Reference no: EM132609751
Part 1:
Read the following Case study carefully. You will be asked to create a data model, that complies with Referential Integrity and being in third normal form.
"Property Rental WA" offers specialist property services to rent real estate throughout Western Australia. The company has more than 10 branches across Western Australia and has at least one branch in every major city such as Perth and Joondalup. The company plans to develop a website to provide online rental service to tenants and landlords. Potential tenants can retrieve property details posted by landlords. The website also allows potential tenants to make appointments to view chosen properties including apartments, houses, villas and townhouses. These tasks can all be performed 24 hours of the day, 7 days a week on the website.

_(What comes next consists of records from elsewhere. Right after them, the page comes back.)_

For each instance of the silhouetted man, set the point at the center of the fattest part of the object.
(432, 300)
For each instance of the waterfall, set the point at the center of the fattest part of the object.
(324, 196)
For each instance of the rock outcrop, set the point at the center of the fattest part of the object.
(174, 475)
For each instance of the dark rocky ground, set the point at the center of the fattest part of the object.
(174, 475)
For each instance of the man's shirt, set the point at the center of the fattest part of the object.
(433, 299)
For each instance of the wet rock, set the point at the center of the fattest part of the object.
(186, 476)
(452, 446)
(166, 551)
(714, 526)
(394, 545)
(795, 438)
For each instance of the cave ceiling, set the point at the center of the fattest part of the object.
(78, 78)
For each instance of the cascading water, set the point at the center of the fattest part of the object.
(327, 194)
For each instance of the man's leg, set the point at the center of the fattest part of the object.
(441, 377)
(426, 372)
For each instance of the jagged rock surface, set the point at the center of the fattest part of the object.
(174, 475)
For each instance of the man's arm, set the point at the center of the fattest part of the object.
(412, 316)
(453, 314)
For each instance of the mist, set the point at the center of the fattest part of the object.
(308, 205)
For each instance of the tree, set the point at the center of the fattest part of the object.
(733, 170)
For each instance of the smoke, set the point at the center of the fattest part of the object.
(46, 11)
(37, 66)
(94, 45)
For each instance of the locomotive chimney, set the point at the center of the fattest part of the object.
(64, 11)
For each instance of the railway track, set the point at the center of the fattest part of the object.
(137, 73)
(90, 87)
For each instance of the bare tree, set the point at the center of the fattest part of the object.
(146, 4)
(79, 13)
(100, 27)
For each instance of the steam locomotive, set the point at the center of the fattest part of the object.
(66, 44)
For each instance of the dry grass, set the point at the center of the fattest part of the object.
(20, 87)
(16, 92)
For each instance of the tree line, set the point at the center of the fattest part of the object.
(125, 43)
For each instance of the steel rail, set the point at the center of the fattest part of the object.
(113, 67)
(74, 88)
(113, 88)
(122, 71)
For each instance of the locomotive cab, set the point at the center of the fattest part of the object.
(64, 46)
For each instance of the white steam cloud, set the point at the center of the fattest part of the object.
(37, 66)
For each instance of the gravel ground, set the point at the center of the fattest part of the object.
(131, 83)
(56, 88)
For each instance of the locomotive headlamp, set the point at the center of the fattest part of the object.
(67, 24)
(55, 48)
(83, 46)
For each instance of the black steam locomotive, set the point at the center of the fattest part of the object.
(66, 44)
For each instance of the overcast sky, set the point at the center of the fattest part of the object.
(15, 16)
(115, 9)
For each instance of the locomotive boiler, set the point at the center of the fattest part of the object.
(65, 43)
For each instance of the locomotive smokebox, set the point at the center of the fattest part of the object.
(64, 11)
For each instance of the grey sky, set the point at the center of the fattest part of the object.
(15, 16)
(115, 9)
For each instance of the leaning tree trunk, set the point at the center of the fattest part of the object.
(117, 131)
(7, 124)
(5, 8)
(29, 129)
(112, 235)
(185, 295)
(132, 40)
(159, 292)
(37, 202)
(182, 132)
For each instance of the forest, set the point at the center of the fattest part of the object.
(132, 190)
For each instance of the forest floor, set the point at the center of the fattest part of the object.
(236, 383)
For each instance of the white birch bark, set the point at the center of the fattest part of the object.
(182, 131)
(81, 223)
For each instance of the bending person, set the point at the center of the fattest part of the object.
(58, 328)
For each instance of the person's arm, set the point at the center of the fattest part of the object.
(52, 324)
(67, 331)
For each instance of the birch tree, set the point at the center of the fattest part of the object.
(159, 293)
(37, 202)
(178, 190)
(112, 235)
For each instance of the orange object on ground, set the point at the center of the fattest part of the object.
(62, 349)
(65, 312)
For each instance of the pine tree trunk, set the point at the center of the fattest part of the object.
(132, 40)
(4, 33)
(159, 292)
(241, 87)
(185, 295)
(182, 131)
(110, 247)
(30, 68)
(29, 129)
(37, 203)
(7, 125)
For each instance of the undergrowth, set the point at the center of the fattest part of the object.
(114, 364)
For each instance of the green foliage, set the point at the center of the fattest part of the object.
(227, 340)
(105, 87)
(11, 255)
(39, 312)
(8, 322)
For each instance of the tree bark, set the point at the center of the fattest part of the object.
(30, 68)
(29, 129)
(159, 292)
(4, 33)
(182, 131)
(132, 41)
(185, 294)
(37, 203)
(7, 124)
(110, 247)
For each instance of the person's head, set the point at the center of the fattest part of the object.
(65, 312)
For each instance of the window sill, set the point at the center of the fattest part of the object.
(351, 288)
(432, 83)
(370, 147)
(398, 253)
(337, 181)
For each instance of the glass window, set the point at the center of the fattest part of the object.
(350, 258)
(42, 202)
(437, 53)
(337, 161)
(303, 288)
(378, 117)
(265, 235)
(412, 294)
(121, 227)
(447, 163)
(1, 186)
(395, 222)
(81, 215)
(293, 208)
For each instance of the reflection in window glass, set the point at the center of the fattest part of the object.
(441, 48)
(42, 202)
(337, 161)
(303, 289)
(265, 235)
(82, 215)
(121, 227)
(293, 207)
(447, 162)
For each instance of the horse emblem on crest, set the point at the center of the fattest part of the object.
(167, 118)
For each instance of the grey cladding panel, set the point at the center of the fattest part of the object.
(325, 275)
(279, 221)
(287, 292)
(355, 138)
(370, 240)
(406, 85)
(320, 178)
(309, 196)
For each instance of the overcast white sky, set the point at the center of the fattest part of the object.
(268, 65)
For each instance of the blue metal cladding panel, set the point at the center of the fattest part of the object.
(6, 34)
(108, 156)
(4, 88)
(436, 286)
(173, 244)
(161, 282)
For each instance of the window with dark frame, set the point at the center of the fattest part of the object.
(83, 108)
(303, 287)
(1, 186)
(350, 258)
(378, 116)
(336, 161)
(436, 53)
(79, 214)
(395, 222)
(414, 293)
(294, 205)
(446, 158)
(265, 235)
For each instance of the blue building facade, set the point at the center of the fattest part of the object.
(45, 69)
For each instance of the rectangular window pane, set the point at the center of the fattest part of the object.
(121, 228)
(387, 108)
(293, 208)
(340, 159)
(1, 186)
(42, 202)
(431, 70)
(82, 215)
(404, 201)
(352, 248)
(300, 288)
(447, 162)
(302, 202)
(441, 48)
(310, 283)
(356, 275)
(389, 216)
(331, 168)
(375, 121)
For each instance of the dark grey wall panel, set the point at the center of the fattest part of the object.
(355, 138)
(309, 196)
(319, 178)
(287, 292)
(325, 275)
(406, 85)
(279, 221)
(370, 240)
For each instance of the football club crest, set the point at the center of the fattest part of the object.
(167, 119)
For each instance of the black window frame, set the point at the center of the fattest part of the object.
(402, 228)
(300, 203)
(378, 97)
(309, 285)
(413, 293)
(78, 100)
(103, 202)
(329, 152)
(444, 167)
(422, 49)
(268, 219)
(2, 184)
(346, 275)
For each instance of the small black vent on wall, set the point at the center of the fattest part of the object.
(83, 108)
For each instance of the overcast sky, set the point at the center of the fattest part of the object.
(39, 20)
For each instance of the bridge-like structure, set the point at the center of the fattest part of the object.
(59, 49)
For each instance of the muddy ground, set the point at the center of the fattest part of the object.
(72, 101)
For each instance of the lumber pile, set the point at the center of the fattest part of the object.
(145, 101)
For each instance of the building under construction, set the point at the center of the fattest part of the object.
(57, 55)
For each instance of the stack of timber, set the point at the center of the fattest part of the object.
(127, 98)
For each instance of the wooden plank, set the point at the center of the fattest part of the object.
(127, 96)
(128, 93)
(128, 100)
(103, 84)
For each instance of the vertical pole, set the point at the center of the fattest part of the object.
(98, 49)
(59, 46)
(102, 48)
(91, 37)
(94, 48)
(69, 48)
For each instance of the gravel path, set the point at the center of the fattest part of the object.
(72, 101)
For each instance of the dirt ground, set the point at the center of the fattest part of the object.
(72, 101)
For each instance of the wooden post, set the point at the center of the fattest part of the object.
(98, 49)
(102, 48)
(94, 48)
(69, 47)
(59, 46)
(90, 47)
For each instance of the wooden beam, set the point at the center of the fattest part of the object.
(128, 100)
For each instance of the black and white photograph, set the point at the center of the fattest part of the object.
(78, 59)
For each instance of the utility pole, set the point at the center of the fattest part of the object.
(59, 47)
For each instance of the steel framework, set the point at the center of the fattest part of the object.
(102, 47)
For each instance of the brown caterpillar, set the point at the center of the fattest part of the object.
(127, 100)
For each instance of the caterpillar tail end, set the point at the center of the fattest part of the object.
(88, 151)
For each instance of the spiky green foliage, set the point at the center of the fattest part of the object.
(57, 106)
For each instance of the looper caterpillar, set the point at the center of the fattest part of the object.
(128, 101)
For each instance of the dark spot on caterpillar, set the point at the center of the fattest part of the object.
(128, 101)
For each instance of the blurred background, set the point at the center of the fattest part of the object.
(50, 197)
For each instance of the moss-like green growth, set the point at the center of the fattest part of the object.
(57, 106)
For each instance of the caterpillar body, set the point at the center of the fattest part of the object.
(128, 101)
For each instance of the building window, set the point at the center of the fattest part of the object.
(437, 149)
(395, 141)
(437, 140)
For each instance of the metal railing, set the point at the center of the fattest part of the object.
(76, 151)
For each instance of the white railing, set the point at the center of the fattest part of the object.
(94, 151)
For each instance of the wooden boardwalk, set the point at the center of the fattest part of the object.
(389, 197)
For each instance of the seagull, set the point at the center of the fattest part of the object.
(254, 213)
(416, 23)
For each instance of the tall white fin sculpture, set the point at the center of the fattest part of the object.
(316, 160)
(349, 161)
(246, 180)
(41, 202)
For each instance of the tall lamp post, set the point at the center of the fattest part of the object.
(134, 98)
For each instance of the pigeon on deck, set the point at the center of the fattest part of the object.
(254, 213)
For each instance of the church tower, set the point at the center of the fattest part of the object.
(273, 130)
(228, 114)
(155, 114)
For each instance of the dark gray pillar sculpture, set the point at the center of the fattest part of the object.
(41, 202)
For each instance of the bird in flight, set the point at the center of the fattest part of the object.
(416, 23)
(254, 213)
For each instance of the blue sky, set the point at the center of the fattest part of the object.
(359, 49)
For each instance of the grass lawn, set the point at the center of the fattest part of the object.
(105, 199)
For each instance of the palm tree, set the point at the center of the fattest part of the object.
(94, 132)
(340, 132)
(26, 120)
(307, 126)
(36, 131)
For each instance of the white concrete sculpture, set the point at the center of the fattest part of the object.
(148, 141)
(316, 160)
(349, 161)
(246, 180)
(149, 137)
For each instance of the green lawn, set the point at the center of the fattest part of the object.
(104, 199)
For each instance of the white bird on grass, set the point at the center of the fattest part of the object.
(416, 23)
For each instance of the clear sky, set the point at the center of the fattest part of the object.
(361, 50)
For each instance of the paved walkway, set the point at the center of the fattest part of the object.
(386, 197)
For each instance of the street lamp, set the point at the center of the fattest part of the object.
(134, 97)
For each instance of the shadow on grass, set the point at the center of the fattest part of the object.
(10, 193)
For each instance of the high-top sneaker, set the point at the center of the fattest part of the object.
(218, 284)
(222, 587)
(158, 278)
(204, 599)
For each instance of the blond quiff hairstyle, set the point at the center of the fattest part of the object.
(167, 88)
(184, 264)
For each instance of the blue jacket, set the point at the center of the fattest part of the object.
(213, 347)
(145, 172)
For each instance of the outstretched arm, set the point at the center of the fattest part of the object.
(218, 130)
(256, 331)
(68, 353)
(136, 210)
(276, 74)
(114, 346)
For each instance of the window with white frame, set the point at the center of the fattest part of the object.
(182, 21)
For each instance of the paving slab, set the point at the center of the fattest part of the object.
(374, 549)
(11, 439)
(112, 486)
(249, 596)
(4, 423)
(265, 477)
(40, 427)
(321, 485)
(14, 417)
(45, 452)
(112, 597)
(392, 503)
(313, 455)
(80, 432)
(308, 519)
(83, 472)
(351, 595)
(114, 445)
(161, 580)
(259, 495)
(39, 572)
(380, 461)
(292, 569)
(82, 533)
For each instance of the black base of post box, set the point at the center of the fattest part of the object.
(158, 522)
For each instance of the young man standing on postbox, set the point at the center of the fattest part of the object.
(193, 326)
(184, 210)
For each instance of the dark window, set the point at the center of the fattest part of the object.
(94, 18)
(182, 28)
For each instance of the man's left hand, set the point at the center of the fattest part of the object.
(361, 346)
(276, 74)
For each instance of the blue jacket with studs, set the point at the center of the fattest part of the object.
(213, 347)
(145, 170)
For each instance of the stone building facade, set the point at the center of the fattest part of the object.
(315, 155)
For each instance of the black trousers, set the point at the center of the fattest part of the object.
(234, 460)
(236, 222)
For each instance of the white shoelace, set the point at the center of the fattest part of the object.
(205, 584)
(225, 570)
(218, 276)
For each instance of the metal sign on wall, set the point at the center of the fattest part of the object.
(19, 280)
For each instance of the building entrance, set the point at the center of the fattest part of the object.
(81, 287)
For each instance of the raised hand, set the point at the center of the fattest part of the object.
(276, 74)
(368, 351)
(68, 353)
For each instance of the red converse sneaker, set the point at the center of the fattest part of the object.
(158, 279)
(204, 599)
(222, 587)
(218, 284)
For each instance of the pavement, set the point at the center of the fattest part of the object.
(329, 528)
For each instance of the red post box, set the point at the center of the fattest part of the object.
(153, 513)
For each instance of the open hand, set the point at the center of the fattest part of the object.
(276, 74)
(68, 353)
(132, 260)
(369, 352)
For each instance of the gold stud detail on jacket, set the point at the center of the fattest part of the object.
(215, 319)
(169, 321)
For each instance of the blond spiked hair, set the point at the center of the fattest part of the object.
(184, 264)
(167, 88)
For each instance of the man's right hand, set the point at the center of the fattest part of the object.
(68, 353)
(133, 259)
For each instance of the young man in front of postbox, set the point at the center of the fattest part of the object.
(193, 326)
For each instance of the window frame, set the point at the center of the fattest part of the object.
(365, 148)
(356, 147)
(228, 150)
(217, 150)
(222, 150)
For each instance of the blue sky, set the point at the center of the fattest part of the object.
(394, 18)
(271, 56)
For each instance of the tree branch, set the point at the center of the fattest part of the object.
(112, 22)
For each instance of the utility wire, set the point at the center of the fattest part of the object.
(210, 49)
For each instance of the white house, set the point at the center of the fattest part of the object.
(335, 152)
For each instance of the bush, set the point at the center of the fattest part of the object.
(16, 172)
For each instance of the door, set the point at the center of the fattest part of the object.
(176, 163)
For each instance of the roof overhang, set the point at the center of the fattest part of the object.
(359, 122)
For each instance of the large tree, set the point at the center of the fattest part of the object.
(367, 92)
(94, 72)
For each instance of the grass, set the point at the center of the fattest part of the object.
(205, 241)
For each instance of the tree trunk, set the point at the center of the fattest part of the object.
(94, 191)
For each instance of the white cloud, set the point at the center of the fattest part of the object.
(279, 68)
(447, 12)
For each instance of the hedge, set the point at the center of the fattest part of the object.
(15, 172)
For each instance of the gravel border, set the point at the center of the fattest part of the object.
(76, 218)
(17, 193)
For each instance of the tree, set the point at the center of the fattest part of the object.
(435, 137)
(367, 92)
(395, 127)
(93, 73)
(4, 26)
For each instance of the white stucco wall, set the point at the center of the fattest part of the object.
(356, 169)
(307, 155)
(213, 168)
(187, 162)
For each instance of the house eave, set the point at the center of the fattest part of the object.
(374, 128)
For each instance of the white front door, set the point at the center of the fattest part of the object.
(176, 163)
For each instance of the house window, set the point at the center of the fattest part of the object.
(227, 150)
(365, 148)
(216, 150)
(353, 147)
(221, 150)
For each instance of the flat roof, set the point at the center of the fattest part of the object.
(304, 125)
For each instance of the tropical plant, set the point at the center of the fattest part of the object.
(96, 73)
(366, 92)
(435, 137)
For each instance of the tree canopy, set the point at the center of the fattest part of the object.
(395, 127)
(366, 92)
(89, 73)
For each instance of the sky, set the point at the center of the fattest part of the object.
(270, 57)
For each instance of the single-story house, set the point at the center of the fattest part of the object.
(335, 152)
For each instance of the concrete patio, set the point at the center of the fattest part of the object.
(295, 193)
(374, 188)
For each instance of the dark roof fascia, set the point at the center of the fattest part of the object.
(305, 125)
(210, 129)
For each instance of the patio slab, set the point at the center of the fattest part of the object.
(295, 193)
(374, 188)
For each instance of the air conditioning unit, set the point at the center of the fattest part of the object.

Potential tenants are free to retrieve property details (such as address, size, price, property type and so on) but they must register before they can make appointments to inspect properties. The website needs to be able to store client details such as name, date of birth, address and so on. A valid email address and phone number must also be provided and stored.
Once an appointment is confirmed, details of the appointment will be saved and a confirmation email will be sent to the potential tenant. A client service representative will be assigned to follow up with the appointment by phone calls.
CIO of Property Rental WA, Clinton Wilson, has asked your team to come up with a database that can support the online rental services website. Clinton wants the new database to be able to store data about landlords, tenants, properties and appointments. He also wishes to use this data to generate the following reports using SQL:
• A list of the most/least popular properties in a particular year (per property type)
• A list of staff who handles the most/least appointments in a particular month and year
• A list of potential tenants who has never made an appointment to inspect properties
• Display name, age and gender of the oldest female potential tenant(s) as well as the youngest male potential tenant(s).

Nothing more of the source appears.